Saturday, 17 March 2012

Tinggal Luka


Oleh : AFRIASINTA

Pagi itu aku bersama teman satu kamarku bergegas berangkat bimbingan belajar. Pada saat itu, aku telah lulus SMA dan persiapan mengikuti test perguruan tinggi. Namun saat mengikuti bimbingan, aku sama sekali tak memiliki semangat tinggi untuk meraih kursi perguruan tinggi favorit. Sebab aku tak menyukai program study yang harus aku ambil dalam perkuliahan nantinya. Semua hanya permintaan orang tuaku, sedangkan harapan kecil yang tumbuh dari dalam hati terpaksa aku kuburkan.
Ketika mengikuti bimbingan belajar, akupun biasa saja. Menjalani hidup dengan seadanya. Ketika sedang dalam ruangan belajar, justru aku lebih aktif untuk berkiriman pesan dengan orang yang saat itu tengah mengisi jiwaku yang kacau.

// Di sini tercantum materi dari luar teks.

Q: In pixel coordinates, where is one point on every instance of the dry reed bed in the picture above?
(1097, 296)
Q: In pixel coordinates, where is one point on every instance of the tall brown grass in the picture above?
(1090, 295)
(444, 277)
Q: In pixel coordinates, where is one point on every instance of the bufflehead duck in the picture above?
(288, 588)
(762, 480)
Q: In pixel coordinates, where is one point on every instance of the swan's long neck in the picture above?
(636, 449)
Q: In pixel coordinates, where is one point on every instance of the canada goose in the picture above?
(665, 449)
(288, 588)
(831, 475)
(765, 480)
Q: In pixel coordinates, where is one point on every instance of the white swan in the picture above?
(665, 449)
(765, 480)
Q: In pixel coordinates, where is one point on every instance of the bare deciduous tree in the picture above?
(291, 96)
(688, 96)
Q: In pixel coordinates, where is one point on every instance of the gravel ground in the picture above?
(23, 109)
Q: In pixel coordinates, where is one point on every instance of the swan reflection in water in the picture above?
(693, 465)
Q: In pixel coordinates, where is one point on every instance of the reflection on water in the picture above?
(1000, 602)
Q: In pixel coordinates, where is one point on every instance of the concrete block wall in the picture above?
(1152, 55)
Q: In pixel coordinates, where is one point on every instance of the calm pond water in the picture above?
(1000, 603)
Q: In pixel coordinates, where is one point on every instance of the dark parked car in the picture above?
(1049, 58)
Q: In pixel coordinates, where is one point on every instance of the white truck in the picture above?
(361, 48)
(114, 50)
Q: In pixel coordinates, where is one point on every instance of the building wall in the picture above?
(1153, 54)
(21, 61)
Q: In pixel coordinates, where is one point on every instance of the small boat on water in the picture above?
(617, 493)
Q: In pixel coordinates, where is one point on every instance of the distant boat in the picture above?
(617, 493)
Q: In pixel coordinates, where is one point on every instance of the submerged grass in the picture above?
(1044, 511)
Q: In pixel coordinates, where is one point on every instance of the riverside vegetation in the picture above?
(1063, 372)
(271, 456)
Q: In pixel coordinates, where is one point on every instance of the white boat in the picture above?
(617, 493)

Tak terasa bel istirahan di bunyikan. Biasanya teman-teman mengajakku untuk bimbingan kerohanian, namun aku sangat lapar saat itu karena saat di bimbingan aku tak pernah sarapan terlebih dahulu sehingga aku dan kedua temanku yaitu Thariie dan Sabrina untuk sarapan di sebuah warung makan yang jaraknya tak jauh dari tempatku menempuh bimbingan belajar.

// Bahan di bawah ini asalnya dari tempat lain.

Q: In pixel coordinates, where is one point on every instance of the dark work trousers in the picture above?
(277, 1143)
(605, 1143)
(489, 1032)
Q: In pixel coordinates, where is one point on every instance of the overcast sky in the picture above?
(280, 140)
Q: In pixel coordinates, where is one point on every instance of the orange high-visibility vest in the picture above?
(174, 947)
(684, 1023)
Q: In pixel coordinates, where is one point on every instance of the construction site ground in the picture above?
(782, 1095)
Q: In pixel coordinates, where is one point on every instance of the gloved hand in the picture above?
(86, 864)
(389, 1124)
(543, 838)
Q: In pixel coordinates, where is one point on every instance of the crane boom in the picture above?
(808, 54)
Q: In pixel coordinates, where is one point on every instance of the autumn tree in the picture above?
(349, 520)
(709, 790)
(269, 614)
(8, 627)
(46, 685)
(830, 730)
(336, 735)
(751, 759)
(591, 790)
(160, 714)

Segeralah aku memesan makan dan menghabiskan makanan itu lalu menyusul teman-teman lainku untuk mengikuti bimbingan kerohanian.
Usai bimbingan kerohanian, aku segera masuk kembali ke kelas untuk melanjutkan belajar. Aku tetap saja tak mampu memusatkan pikiran untuk belajar. Sama halnya denganku, Sabrina yang duduk di samping kananku juga malah asik telponan dengan pacarnya. Namun berbeda dengan Trariie. Di antara kami bertiga, hanya dia yang memiliki semangat juang yang tinggi dalam belajar.
Usai bimbingan dalam kelas. Kami bertiga pulang ke kosand untuk isoma terlebih dahulu.
Kami bertiga saling canda tawa hingga waktu sudah menandakan bahwa kami harus mengikuti diskusi belajar lagi.
Aku malas sekali sebenarnya. Namun karena tak enak hati dengan Thariie, akhirnya aku langkahkan kaki dengan gontai untuk menemaninya ke tempat bimbingan belajar yang jaraknya tak terlalu jauh dari tempat kosan kami.
Setelah sampai, Sabrina malah pamit mau pulang saja. Dia juga malas jika harus mengikuti diskusi belajar. Saat itu aku mencari pembimbing pelajaran ekonomi yang biasanya selalu berada di lantai tiga.
Saat mulai diadakan diskusi, aku kembali hanya berkirim-kiriman pesan dengan orang yang selalu ada dalam pikiranku. Saat itu dia berniat untuk menjemputku dan aku mengiyakan saja.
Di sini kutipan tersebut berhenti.